2013年11月01日

烙印の紋章(12)あかつきの空を竜は翔ける(下)

烙印の紋章XII あかつきの空を竜は翔ける(下) (電撃文庫) [文庫] / 杉原智則 (著)...
烙印の紋章XII あかつきの空を竜は翔ける(下) (電撃文庫) [文庫] / 杉原智則 (著); 3 (イラスト); アスキー・メディアワークス (刊)

祝・完結!

前回、ついに皇帝へと至る気概を発しメフィウス宮廷人たちを圧倒してのけたオルバ。後はそれが口先だけのものではなく、真に実力に裏打ちされたものであることを証立てるべくアリオン軍と決戦が残るのみというところでしたが、見事にやってくれましたね。アリオン軍の強壮ぶりに関する事前の煽りようからすればちょっと出来すぎな感もありましたが、あとで綴られたようにこれが後に幾度も交わされる宿命の戦いの第一回目であるのならば、両者が互いに忘れようとも忘れ得ぬ敵として記憶に留められるにふさわしいファーストコンタクトだったのではないかと思います。将器についてはオルバに軍配が上がったように思いますが、今回の二人の衝突はカセリアからしてみれば偶発的なものであり、事前に敵を侮ること著しかった点もあるので、次にぶつかるときにはオルバとしてもこうまでうまくすることはできないのではないでしょうか。なにせ国力ではアリオンに分があるようなので、油断ない布陣で来られるとどうなるかというところ。オルバとしても今回は勝てたものの到底、気を抜くことはできないでしょうね。今後は、遠く本国にあろうとも互いの動静を意識しあう相手として、本当にいい宿敵になりそうだなあと思えますね。それこそのちの世まで語り継がれるくらいにとか。

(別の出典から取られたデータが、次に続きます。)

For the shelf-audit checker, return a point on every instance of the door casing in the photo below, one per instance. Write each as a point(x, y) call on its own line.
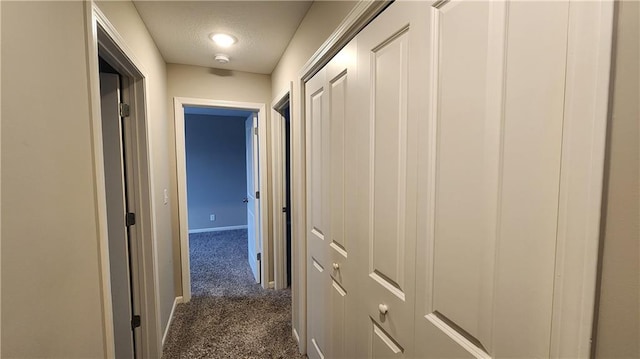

そんな感じて、雌雄を決する一大決戦だったかというとそうではありませんでしたが、オルバの将器がまた一段と深みを増していることを見せられる一戦でもありました。これまでのオルバといえば、皇太子どころか貴族の出身でもない出自ですから、ここぞというところでは他人を使うよりも自分自身が動かねば気が済まない性質が抜けきらなかったように記憶しています。その点、皇太子になり代わった者としていつまでも無茶を続けてはいられないと頭ではわかっていても、最後の最後で恃むのは己のみという感じだったのは、他人に気を許せない環境とか、剣闘士奴隷としての実績からくる自分の実力への信頼とか、そういうのによるものだったのでしょうが。また、一読者としても、西方編での一兵士としてのオルバの活躍が純粋に華々しいものであったがゆえに、ついついオルバ本人の活躍を期待してしまうところがあったのですが。でも、「皇太子ギル・メフィウス」として、皇帝と対峙する道を選んでしまうと、もう自分一人では身が足りないくらいにここぞという場面が増えていってしまうんですよね。とはいえ、己のみを恃んできたオルバにすぐに気持ちを切り替えるのは難しい。挙兵後には、他人を信頼して任せるしかない場面が必然的にいくつも出てきたのですが、わかっていてもそれに合わせた思考が即座にできないことに苦しんでもいましたね。シークの死はちょうどそんな過渡期の出来事だったでしょうか。それでも、そんなシークやビリーナが、オルバに心からの信頼を託していったんですよね。メフィウスの宮廷で見せた気概は、その託された思いが為さしめたものだったとも言えるのかもしれませんね。そう考えると本当に感慨深いものがありましたね。ともあれ、そういった流れも経てきたオルバは、今回カセリアと対峙しても自ら決着をつけることにこだわりませんでしたよね。しかもそれが自然体でできていた。その背景には、今回の目標が敵の撃退であって敵将を討ち取ることにあったわけではないということもあったのでしょうが、今書いてきたようなところからのオルバの心構えの変化が窺えるように思うんですよ。それは、騎士物語に語られるような、戦陣の最前線での華々しい活躍からは遠ざかるものなのかもしれませんが、しかしオルバが人を統べる王へと至る階段を確かに登りだしている証左だと思うのですよね。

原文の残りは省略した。